Nessa linha de argumentação discorre a nossa corte maior de justiça:
“O CUMPRIMENTO DAS DECISÕES JUDICIAIS IRRECORRÍVEIS IMPÕE-SE AO PODER PÚBLICO COMO OBRIGAÇÃO CONSTITUCIONAL INDERROGÁVEL. A exigência de respeito incondicional às decisões judiciais transitadas em julgado traduz imposição constitucional justificada pelo princípio da separação de poderes e fundada nos postulados que informam, em nosso sistema jurídico, a própria concepção de Estado Democrático de Direito. O dever de cumprir as decisões emanadas do Poder Judiciário, notadamente nos casos em que a condenação judicial tem por destinatário o próprio Poder Público, muito mais do que simples incumbência de ordem processual, representa uma incontornável obrigação institucional a que não se pode subtrair o aparelho de Estado, sob pena de grave comprometimento dos princípios consagrados no texto da Constituição da República. A desobediência à ordem ou a decisão judicial pode gerar, em nosso sistema jurídico, gravíssimas consequências, quer no plano penal, quer no âmbito político-administrativo (possibilidade de impeachment), quer, ainda, na esfera institucional (decretação de intervenção federal nos Estados-membros ou em Municípios situados em Território Federal, ou de intervenção estadual nos Municípios). (RTJ 167/6-7, Rel. Min. CELSO DE MELLO, Pleno) ”.
Nessas situações, pelo próprio princípio da economia processual e da impossibilidade de se decidir de forma diferente para estes “terceiros”, é de ser ampliado os efeitos benéficos da decisão, tendo em vista que apenas por circunstâncias triviais não fizeram parte da lide transitada em julgado, contudo, são detentores dos mesmos direitos sedimentados.

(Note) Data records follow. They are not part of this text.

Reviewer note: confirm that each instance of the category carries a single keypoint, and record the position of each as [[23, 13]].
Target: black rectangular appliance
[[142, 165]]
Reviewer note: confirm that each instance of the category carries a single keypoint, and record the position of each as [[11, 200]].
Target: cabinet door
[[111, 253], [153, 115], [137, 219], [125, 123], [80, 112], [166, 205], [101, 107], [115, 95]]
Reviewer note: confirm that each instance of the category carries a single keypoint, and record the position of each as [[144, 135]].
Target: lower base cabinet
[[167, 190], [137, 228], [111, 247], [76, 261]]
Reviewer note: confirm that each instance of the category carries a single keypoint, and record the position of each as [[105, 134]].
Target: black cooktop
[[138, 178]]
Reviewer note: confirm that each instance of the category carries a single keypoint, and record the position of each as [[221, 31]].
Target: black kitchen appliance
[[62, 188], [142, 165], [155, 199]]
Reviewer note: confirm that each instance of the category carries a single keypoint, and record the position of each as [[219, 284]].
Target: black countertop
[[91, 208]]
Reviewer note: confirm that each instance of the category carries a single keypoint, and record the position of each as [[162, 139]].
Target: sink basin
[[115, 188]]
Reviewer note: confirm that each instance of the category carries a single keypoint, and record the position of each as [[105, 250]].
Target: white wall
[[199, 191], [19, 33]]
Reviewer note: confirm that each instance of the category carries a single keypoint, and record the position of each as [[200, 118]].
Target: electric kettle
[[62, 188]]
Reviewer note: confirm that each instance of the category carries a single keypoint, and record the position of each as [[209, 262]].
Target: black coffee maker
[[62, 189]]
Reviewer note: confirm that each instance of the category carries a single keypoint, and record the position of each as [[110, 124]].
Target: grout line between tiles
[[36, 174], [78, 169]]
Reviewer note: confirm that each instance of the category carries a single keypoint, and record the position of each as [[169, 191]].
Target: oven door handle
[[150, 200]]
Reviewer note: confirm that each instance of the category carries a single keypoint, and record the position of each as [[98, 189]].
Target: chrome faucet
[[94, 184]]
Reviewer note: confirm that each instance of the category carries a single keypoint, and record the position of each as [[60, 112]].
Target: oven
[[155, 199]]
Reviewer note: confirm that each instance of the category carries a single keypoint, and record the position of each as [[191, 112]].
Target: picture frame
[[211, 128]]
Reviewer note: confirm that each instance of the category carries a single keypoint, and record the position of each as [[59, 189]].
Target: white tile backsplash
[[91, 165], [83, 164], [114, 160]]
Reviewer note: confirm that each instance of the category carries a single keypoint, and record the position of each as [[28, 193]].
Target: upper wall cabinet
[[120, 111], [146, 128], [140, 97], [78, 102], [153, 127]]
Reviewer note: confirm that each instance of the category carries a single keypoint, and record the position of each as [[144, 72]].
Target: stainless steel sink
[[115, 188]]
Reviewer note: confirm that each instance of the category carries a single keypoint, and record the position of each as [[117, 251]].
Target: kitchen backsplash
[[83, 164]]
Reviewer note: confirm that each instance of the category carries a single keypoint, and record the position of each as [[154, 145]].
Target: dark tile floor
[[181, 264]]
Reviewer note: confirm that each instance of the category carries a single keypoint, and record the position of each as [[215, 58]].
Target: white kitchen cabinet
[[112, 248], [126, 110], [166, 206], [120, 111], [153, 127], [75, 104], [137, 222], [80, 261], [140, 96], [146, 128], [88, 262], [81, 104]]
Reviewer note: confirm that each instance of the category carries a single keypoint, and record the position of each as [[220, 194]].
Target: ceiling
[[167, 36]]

Não há como se reconhecer a pessoas que se encontram numa mesma relação jurídica e fática decisões que sejam contraditórias, pois seria tratar de forma desigual os iguais perante o nosso ordenamento jurídico, situação inaceitável pela Carta Constituinte, tendo em vista princípios primordiais como a dignidade da pessoa humana e a vedação do retrocesso.
A força normativa da Carta Magna garante uma aplicação coerente da legislação infraconstitucional, assim como das próprias decisões judiciais. Portanto, em situações em que o próprio alicerce do direito abriga determinadas pessoas, há de prevalecer a decisão benéfica que já foi pacificada para parte dos detentores que manejaram a ação não mais sujeita a rediscussão, alcançando terceiros com a mesma relação jurídica base, conforme preceito estabelecido no art. 506 do CPC.